I hung up the phone and poured another whiskey over ice. Thirty minutes later the girl arrived in a taxi. She was Mexican, tall, well dressed in expensive clothes, and she had a delicate quality to her carriage. Her black hair was combed over her shoulders, and her white complexion would have been perfect except for two small pits in one cheek. She had high breasts and shoulders, and her legs were well formed against her tight skirt. She smiled at me and I saw that one of her back teeth was missing.

“You want a whiskey and water?” I said.

“It’s too hot now. I’m not supposed to drink in the afternoon, anyway,” she said. She sat in a chair, took a cigarette from her purse, and lit it.

“Have one just the same.” I poured a shot into a second glass.

“It won’t make me do anything extra for you, Mr. Richardson.”

“People in Dallas call me R.C. You can use my name in the Petroleum Club and it’s better than a Diners card.”

“I don’t think you’ll get your money’s worth if you drink much more,” she said.

“Watch. I’m a real gunfighter when I get loaded.”

I stood up and took off my shirt and tie. The whiskey had started to hum in my head.

“You should pay me before we start,” she said. She smoked and looked straight ahead.

My white linen coat hung on the back of a chair. I took my billfold from the inside pocket and counted out seventy-five dollars on the dresser top.

“Does any of your organization come out of Galveston?” I said.

“We don’t learn about those things.”

“You must meet some of the juice behind it. An occasional Italian hood wearing sunglasses and a sharkskin suit.”

“Your date is for two hours, Mr. Richardson.”

“Take a drink. What about that voice on the phone? Has she ever been laid herself?”

The girl set her cigarette on the dresser edge, slipped her shoes off, and rolled her hose down. I drank a long swallow from my glass.

“Maybe she’s Lucky Luciano’s grandmother smoking a reefer into the receiver,” I said.

“You must not get a chance to talk much.”

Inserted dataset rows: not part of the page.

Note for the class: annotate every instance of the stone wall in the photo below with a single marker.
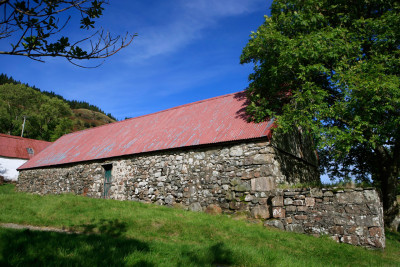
(203, 175)
(353, 216)
(228, 178)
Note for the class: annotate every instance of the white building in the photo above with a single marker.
(15, 151)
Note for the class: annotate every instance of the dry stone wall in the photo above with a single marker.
(229, 178)
(353, 216)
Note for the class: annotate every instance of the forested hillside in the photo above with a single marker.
(48, 116)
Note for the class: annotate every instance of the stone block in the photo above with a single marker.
(277, 201)
(288, 201)
(371, 196)
(236, 151)
(300, 217)
(297, 228)
(278, 212)
(337, 230)
(263, 184)
(213, 209)
(350, 239)
(375, 232)
(316, 192)
(274, 223)
(302, 208)
(298, 202)
(310, 201)
(195, 207)
(261, 212)
(291, 208)
(243, 187)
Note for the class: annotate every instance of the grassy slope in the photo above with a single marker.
(135, 234)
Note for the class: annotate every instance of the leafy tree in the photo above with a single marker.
(332, 67)
(74, 104)
(45, 116)
(33, 28)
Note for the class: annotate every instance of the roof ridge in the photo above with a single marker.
(22, 138)
(157, 112)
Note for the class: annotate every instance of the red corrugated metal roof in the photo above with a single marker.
(214, 120)
(16, 147)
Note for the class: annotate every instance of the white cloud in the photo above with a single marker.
(187, 21)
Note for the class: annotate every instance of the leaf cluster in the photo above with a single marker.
(332, 68)
(32, 27)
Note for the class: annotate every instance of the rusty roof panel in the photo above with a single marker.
(215, 120)
(17, 147)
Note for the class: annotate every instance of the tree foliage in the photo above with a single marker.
(33, 27)
(45, 115)
(74, 104)
(333, 68)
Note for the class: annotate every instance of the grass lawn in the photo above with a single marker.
(125, 233)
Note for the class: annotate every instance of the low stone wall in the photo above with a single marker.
(226, 178)
(353, 216)
(204, 175)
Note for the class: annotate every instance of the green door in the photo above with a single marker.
(107, 180)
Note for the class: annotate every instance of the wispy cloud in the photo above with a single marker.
(188, 21)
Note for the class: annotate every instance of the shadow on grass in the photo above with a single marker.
(114, 228)
(216, 255)
(36, 248)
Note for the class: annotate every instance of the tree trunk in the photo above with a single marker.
(391, 209)
(388, 181)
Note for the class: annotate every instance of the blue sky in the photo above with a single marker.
(185, 51)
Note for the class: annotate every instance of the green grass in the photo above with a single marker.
(124, 233)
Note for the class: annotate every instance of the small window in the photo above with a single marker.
(30, 151)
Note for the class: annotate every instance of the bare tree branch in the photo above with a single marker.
(38, 24)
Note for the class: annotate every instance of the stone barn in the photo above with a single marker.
(197, 154)
(207, 156)
(15, 151)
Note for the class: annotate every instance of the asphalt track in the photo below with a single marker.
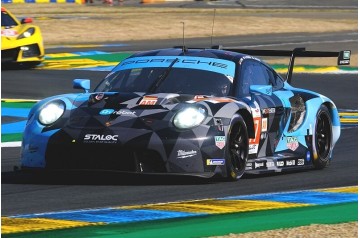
(25, 193)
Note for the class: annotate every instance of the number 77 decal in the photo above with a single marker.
(254, 143)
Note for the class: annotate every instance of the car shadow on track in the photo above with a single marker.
(97, 178)
(115, 178)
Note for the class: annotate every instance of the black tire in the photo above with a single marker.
(322, 138)
(237, 148)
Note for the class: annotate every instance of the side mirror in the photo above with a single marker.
(82, 84)
(26, 20)
(261, 89)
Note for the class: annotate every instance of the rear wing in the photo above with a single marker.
(343, 56)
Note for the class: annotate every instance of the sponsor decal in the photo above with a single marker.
(259, 164)
(124, 112)
(308, 156)
(99, 96)
(106, 112)
(148, 100)
(290, 163)
(186, 154)
(292, 143)
(254, 143)
(253, 149)
(220, 142)
(8, 32)
(101, 139)
(215, 162)
(264, 125)
(266, 111)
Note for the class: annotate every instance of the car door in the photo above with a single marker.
(267, 109)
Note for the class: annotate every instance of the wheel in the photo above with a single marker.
(237, 148)
(322, 138)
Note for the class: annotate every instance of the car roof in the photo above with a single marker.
(206, 53)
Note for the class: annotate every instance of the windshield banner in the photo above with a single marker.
(209, 64)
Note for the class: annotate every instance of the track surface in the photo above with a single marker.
(24, 193)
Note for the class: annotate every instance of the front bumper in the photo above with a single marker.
(26, 53)
(148, 152)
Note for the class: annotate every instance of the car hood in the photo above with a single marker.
(99, 110)
(9, 36)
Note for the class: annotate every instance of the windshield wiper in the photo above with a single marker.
(162, 77)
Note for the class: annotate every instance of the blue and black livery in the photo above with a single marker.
(200, 112)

She stood up, put her arms around my neck, and pressed her stomach hard against me. I could smell the perfume in her hair. She moved the flat of her hand down my back and bit my lip lightly with her eyes closed.

“Don’t you think we should start?” she said.

I kissed her mouth and could taste the whiskey on my own breath.

“Why don’t you have a drink?” I said. “I don’t like a woman to wither under me because of Jack Daniel’s.”

“You’re married, aren’t you?” She smiled and worked her fingers under my belt.

“I just don’t enjoy women who look like they’re in pain when you bend over them. It’s part of my R. C. Richardson genteel ethic.”

“You must be a strange man to live with.”

“Give me a try sometime.”

She pushed her stomach into me again, then dropped her arms and finished undressing. She had a wonderful body, the kind you rarely see in whores, with high breasts and long legs tanned on the edge of some gangster’s swimming pool, a flat stomach kept in form by twenty-five sit-ups a night, the buttocks pale right below the bathing-suit line, and a small pachuco cross with three rays tattooed inside one thigh.

I took off my trousers and shorts and laid them across the top of the chair. I picked up my cigar from the ashtray and looked into the full-length mirror on the closet door. At age thirty-five I had gained fifteen pounds since I played varsity baseball as a sophomore at Baylor. I had a little fat above the thigh bones, the veins in my legs were purple under the skin, and my hair had receded a little at the part; but otherwise I was as trim as I had been when I shut out almost every team in the Southwestern Conference. There was no fat in my chest or stomach, and there was still a ridge of muscle in the back part of my upper left arm from two years of throwing a Carl Hubbell screwball. My shoulders had grown slightly stooped, but I still stood over six feet barefooted, and the bit of gray in my sand-colored hair made me look more like a mature courtroom lawyer than an aging man. Then there was my war wound, two holes in each calf, white and scarred over, placed in an even, diagonal line as though they had been driven there by an archer’s arrow.